OneWeb is looking to cement its place in the IFC (in-flight connectivity) market through a new distribution partnership with Hughes that will add LEO broadband connectivity to its in-flight WiFi offerings.
The partnership: Under the agreement, Hughes, which already offers IFC services to airlines, will utilize OneWeb’s constellation to offer LEO-specific connectivity. Airlines will be able to install Hughes’ electronically steered arrays to connect with the LEO sats.
The partnership covers two IFC packages for airline customers:
- A LEO-only offering
- A fusion offering, which would switch between LEO and GEO connectivity as needed throughout a flight
This partnership follows an agreement last year between OneWeb and GoGo Business Aviation that also used Hughes arrays to provide LEO IFC service to business flights.
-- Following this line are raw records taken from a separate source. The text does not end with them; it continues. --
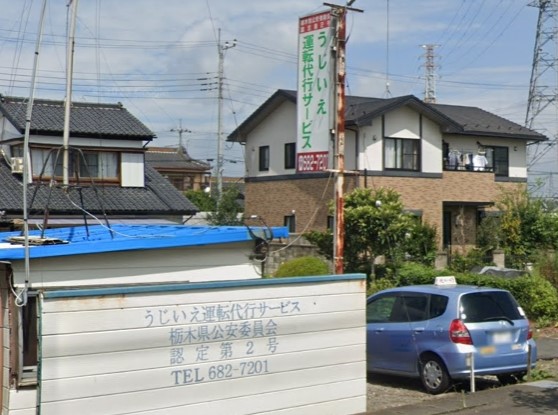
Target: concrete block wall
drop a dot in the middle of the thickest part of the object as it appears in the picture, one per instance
(309, 199)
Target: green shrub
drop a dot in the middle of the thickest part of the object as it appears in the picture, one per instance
(381, 284)
(413, 273)
(536, 295)
(302, 266)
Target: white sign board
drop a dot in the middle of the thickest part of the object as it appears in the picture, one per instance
(254, 346)
(314, 109)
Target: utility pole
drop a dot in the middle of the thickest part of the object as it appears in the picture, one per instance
(180, 131)
(68, 102)
(542, 105)
(340, 13)
(221, 48)
(430, 75)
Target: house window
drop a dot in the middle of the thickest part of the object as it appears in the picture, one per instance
(88, 164)
(330, 222)
(264, 158)
(401, 154)
(290, 155)
(498, 159)
(289, 221)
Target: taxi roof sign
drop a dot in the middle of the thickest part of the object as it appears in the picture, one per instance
(445, 281)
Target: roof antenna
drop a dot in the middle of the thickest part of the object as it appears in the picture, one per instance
(387, 92)
(21, 298)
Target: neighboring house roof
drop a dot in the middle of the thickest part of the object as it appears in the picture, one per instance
(86, 119)
(100, 239)
(452, 119)
(158, 197)
(173, 159)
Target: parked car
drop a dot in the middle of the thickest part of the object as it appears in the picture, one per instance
(445, 332)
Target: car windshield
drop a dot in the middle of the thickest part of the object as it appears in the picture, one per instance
(489, 306)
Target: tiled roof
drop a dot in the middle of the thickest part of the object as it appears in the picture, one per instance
(158, 197)
(173, 159)
(86, 119)
(453, 119)
(475, 120)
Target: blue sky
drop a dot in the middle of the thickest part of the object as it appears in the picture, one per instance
(159, 58)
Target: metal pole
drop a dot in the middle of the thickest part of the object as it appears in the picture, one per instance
(219, 161)
(340, 12)
(68, 102)
(22, 300)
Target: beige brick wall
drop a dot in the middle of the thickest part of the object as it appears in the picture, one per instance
(310, 198)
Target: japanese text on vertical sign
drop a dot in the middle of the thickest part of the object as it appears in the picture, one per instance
(203, 338)
(313, 104)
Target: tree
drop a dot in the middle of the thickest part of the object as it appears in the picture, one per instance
(526, 227)
(228, 211)
(376, 225)
(203, 201)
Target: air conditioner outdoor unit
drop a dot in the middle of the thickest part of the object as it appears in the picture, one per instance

Sussing the market: Euroconsult estimates that 9,900 commercial aircraft operated by more than 120 airlines offer WiFi in the skies, according to a report on the state of IFC published last year, but there’s lots of room for growth. By 2031, the report predicted, more than double that number of aircraft will have WiFi connectivity in flight, representing ~58% market penetration.
The past few years, competition between broadband providers has been heating up in the aviation market. Viasat has deals to provide connectivity from GEO to Southwest, Virgin Atlantic, and a number of other airlines. On the LEO side, SpaceX launched its Starlink Aviation service last year and has signed agreements with JSX and Hawaiian Airlines.